Pour parler du cas particulier de notre pays , la France figure parmi les pays les plus concernés en Europe puisque, outre les 120 à 150 000 TS chaque année , il y a 12 000 suicides effectifs, ce qui représente plus du quart des suicides de l’Europe, ce qui nous place hélas, au 4° rang … Et encore il faut sans doute augmenter de 25% les chiffres des registres en les trouvant dans les morts répertoriées comme de causes inconnues ou « violentes » . Les taux sont très variables selon les régions françaises. 2 En 1970, la part des suicides n’était que de 4,6% . On est maintenant à 9,6 % … L’importance de la mortalité prématurée a donc plus que doublé en 25 ans ... Certes cette augmentation est d’abord due à la diminution des autres causes de mortalité chez les moins de 50 ans , mais malheureusement au delà du poids relatif dans l’ensemble , elle est aussi liée à l’augmentation du nombre de suicides chez les jeunes . Ce sujet est d’ailleurs retenu comme l’une de nos dix priorités de santé , et 12 régions ont engagé des programmes régionaux sur ce thème . La France , qui au second semestre de l’année 2000 a la présidence de l’Union Européenne, s’engage particulièrement activement sur ce thème qui s’intègre bien dans le projet de l’OMS qui a déclaré 2001 « année de la santé mentale » .
Cette conférence, organisée sous l’égide de la Présidence française de l’Union Européenne, visait les jeunes en Europe de 15 à 35 ans : pour eux , la mortalité par suicide est supérieure à la mortalité sur route...
Pour parler des jeunes en France, en 1997, chez les 15-24 ans, les accidents de la route mortels se montaient à 2 000, et les suicides à 771 : c’était donc chez eux la 2° cause de mortalité (= 15% des mrts) , mais la première chez les 25-34 ans . Trois jeunes de 15 à 24 ans meurent chaque jour.
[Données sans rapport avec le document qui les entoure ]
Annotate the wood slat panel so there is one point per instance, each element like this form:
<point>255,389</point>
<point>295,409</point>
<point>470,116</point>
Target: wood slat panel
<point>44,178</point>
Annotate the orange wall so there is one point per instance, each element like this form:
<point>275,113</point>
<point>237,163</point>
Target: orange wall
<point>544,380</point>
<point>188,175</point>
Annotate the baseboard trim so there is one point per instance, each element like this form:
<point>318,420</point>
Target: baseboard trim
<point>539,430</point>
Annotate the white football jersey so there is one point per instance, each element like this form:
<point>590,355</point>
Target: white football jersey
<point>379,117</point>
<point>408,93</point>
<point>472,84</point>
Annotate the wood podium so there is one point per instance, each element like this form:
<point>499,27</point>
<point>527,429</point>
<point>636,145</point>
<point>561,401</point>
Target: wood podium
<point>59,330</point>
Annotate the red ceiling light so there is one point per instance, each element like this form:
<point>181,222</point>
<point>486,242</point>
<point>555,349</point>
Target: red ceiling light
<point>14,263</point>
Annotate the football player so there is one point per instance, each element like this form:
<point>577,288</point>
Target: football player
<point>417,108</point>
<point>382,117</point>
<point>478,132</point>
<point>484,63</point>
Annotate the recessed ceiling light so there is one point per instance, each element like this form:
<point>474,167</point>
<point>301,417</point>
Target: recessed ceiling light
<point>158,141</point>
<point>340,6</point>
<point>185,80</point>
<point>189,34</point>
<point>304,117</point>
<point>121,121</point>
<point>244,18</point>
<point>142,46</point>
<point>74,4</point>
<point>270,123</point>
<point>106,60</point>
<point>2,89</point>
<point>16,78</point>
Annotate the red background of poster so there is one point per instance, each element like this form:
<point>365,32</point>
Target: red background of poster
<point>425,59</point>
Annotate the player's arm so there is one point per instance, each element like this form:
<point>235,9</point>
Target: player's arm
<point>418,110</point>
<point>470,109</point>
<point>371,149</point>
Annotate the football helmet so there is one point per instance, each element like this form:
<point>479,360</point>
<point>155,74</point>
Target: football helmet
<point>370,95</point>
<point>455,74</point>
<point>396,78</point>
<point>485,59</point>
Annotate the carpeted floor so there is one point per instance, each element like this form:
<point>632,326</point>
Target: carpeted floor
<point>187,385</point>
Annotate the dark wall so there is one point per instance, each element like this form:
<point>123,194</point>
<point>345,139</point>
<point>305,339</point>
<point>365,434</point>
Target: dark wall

Le taux de suicides a triplé , depuis les années soixante-dix, parmi les moins de 24 ans . Si en moyenne en France, on trouve un suicide pour dix TS, cette moyenne résulte d’un suicide pour 4 TS chez les personnes âgées , très désireuses d’en finir , mais de un suicide pour 30 à 40 TS ou plus chez les jeunes qui en fait lancent ainsi des appels à l’aide … 40 000 TS chez les 15-24 ans . On estime que 10 % de cette classe d’âge y pensent . Ces TS sont à 80 % du sexe féminin . .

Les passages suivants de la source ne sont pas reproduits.